David se sentía tan furioso como humillado. La vida no había sido fácil para él desde que llegó a Israel. Había aprendido lo que era la soledad, se había despellejado las manos trabajando en el campo, lavaba platos, cambiaba pañales, reparaba la cerca, daba de comer a los animales… Había dejado atrás una vida confortable donde se sentía querido por los suyos; sabía que su padre había acertado al mandarle allí porque le había salvado la vida, pero al mismo tiempo él había pagado un precio íntimo, terrible, por conservarla. Sí, él creía que tenían que luchar por conservar ese trozo de tierra, pero la lucha siempre la había visto como algo abstracto. De repente le decían que tenía que aprender a matar y se reprochaba a sí mismo sus escrúpulos, porque en realidad no hacía mucho soñaba con entrar a formar parte de la Haganá.

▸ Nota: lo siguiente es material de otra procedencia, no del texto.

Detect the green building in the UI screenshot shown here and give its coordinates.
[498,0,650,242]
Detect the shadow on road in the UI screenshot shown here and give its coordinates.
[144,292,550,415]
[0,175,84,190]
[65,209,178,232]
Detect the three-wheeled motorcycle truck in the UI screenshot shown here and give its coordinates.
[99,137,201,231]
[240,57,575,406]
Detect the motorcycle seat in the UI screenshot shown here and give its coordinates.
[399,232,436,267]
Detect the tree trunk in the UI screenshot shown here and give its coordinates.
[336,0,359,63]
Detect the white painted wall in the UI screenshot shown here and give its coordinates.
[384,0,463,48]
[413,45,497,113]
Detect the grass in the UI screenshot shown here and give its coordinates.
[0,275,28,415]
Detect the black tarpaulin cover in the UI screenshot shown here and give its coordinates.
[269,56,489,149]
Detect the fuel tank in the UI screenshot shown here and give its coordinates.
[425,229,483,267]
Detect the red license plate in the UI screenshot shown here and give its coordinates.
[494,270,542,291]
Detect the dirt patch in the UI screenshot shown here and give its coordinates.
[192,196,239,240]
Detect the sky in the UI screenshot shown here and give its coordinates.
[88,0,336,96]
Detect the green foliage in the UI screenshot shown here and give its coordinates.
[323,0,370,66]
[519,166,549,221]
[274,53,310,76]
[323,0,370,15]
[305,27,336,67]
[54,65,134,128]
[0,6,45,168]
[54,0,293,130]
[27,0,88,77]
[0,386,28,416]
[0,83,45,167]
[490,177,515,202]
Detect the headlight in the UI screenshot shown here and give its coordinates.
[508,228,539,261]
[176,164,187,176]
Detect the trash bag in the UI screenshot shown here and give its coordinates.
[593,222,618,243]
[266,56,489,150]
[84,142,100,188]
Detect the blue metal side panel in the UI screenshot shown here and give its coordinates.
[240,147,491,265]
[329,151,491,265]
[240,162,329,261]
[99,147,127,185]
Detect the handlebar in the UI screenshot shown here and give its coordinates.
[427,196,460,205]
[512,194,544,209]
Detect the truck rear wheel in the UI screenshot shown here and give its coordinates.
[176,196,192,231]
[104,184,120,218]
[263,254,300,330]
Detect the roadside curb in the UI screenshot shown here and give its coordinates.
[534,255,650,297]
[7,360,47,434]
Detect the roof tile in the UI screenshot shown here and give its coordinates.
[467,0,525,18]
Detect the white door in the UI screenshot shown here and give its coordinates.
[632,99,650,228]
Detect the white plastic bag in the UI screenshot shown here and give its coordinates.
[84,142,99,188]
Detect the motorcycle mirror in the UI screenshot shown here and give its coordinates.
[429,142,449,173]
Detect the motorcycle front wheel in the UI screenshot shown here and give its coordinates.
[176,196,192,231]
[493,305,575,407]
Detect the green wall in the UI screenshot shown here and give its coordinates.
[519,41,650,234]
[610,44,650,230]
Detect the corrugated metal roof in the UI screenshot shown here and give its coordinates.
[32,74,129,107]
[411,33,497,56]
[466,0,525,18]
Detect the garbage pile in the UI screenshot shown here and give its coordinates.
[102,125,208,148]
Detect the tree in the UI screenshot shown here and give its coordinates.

Había sido su amistad con Hamza la que le había cambiado. Cuanto más profundizaban en las conversaciones que mantenían, cuanto más se abrían el corazón el uno al otro, más había ido transformando sus ansias de luchar sustituidas por el deseo de hablar, de encontrar a través de la palabra una solución a aquellos problemas que parecían irresolubles. ¿Serían unos estúpidos Hamza y él?

Saul se equivocaba si pensaba que no había aprendido nada desde que llegó a Israel. Había aprendido que era parte de una sociedad que hasta hacía no mucho sentía como extraña. Había aprendido que aquélla era la tierra de la que un día salieron sus antepasados y que la única posibilidad de sobrevivir era regresar a ella, había aprendido que en la Tierra Prometida no llovía maná, y que cada fruto que les daba les había costado horas y sudor. Había aprendido lo que era la soledad.